Viral, Dugaan Pemotongan Dana PIP di Sekolah Yayasan Muncang Jadi Sorotan
Lebak — Dunia pendidikan di Kabupaten Lebak kembali menjadi perhatian publik menyusul dugaan pemotongan dana Program Indonesia Pintar (PIP) di salah satu sekolah yayasan di Kecamatan Muncang. Informasi tersebut mencuat pada Kamis (22/01/2026) dan ramai diperbincangkan di masyarakat.
Berdasarkan penelusuran Forum Media Muncang serta keterangan sejumlah wali murid yang enggan disebutkan identitasnya, siswa penerima PIP yang seharusnya menerima bantuan sebesar Rp900.000 diduga hanya menerima sekitar Rp700.000. Selisih dana tersebut disebut terjadi pada lebih dari satu penerima.
“Bukan satu anak saja, informasinya hampir merata. Kami berharap ada kejelasan karena ini menyangkut hak anak,” ujar salah satu wali murid.

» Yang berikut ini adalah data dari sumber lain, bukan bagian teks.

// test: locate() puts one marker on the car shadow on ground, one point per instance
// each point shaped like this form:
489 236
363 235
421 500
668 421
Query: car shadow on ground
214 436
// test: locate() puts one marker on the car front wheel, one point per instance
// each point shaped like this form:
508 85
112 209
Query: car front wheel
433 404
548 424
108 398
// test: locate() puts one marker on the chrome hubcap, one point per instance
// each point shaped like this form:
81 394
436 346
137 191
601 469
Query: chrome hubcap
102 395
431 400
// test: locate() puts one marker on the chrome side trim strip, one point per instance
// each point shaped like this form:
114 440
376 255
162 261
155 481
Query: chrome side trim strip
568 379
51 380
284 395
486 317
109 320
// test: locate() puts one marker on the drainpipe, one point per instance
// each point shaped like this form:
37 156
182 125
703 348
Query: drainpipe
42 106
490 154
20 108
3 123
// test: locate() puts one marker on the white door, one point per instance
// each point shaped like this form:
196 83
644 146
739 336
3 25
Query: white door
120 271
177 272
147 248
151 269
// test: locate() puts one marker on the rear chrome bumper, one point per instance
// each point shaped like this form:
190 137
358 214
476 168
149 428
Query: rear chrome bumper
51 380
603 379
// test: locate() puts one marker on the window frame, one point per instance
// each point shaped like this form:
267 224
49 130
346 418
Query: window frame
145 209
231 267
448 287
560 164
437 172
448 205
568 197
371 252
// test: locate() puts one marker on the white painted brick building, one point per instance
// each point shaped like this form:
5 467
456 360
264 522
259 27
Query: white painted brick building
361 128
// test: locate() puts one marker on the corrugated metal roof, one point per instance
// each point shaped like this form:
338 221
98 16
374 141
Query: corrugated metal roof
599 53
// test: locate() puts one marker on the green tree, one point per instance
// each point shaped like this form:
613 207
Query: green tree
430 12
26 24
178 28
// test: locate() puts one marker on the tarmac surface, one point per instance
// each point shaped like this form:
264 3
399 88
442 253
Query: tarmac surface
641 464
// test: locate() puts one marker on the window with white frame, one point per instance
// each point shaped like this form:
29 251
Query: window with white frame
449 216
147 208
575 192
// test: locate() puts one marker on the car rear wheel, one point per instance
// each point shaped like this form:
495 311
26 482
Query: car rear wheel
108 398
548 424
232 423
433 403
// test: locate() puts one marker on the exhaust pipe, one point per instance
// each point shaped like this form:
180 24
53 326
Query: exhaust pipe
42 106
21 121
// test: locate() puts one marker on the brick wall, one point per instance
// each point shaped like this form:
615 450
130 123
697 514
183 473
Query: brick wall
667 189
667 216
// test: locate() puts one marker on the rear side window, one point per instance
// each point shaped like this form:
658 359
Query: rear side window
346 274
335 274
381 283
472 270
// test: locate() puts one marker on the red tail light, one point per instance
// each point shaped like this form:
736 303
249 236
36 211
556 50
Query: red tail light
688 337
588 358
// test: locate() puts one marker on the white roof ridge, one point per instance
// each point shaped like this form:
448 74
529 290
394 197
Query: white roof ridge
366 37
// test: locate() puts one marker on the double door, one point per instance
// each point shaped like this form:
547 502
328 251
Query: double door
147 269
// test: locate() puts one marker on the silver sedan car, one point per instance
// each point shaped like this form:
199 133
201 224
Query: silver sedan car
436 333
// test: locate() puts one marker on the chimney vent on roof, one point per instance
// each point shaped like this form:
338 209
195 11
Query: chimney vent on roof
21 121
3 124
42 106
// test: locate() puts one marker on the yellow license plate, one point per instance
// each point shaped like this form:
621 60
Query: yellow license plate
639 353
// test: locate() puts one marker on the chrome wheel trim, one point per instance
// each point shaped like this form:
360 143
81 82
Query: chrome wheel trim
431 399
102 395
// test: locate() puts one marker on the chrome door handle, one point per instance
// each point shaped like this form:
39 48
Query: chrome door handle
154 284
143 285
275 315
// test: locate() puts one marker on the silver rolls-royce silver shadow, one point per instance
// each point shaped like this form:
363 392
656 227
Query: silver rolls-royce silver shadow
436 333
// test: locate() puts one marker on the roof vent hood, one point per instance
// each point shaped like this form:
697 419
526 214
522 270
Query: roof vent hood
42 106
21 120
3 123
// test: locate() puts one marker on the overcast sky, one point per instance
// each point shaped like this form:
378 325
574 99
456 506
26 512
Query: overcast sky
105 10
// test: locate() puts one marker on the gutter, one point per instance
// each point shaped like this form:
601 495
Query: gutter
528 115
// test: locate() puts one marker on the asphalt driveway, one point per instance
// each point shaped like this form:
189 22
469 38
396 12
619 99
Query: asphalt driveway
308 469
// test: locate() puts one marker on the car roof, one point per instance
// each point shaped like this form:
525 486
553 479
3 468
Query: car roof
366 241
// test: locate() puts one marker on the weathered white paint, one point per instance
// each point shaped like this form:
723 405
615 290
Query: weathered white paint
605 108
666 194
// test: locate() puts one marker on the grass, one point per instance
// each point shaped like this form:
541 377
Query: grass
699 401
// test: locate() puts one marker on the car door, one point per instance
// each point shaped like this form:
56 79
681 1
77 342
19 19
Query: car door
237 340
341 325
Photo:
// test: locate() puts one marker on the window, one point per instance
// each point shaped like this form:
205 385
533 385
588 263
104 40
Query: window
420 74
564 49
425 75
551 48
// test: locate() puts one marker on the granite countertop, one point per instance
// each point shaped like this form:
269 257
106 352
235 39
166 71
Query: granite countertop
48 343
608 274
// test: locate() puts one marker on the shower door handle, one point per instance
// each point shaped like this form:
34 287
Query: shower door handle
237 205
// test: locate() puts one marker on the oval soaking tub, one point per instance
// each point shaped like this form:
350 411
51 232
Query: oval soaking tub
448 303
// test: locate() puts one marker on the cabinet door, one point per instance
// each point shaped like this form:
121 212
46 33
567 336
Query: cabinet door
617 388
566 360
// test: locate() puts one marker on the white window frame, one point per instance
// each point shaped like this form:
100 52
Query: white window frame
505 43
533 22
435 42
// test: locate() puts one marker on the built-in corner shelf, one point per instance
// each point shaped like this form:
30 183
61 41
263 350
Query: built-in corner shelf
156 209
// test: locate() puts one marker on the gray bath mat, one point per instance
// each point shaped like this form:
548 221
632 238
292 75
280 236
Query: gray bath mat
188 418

Para wali murid mengaku memilih bersikap hati-hati dalam menyampaikan informasi karena anak mereka masih menempuh pendidikan di sekolah tersebut.
Sementara itu saat dikonfirmasi, pihak pengelola Yayasan Pendidikan Al Kautsar tidak membantah adanya perbedaan nominal dana yang diterima siswa. Namun, pihak yayasan menyampaikan bahwa dana tersebut digunakan untuk kebutuhan operasional dengan alasan teknis pencairan bantuan.
Meski demikian, penjelasan tersebut menimbulkan beragam tanggapan dari masyarakat. Sebab, berdasarkan petunjuk teknis Program Indonesia Pintar, dana PIP diperuntukkan langsung kepada siswa dan tidak boleh dipotong dengan alasan apa pun, termasuk biaya administrasi atau operasional sekolah.
Forum Media Muncang menilai persoalan ini perlu ditindaklanjuti secara objektif dan transparan oleh instansi terkait. Dana PIP merupakan program pemerintah yang bersumber dari APBN dan ditujukan untuk membantu siswa dari keluarga kurang mampu agar tetap dapat mengakses pendidikan.
“Yang dibutuhkan saat ini adalah klarifikasi terbuka dan pengawasan menyeluruh agar hak siswa benar-benar terlindungi,” ujar perwakilan Forum Media Muncang.
Sejumlah pihak mendorong Dinas Pendidikan Kabupaten Lebak, Inspektorat Daerah, serta instansi terkait untuk melakukan penelusuran administratif dan memastikan penyaluran dana PIP sesuai dengan ketentuan yang berlaku.
Masyarakat berharap persoalan ini dapat diselesaikan secara adil dan transparan, sehingga tidak menimbulkan keresahan berkepanjangan serta tetap menjaga kepercayaan publik terhadap dunia pendidikan.
Hingga berita ini diterbitkan, pihak yayasan belum menunjukkan dasar tertulis yang secara resmi membenarkan adanya pemotongan dana PIP.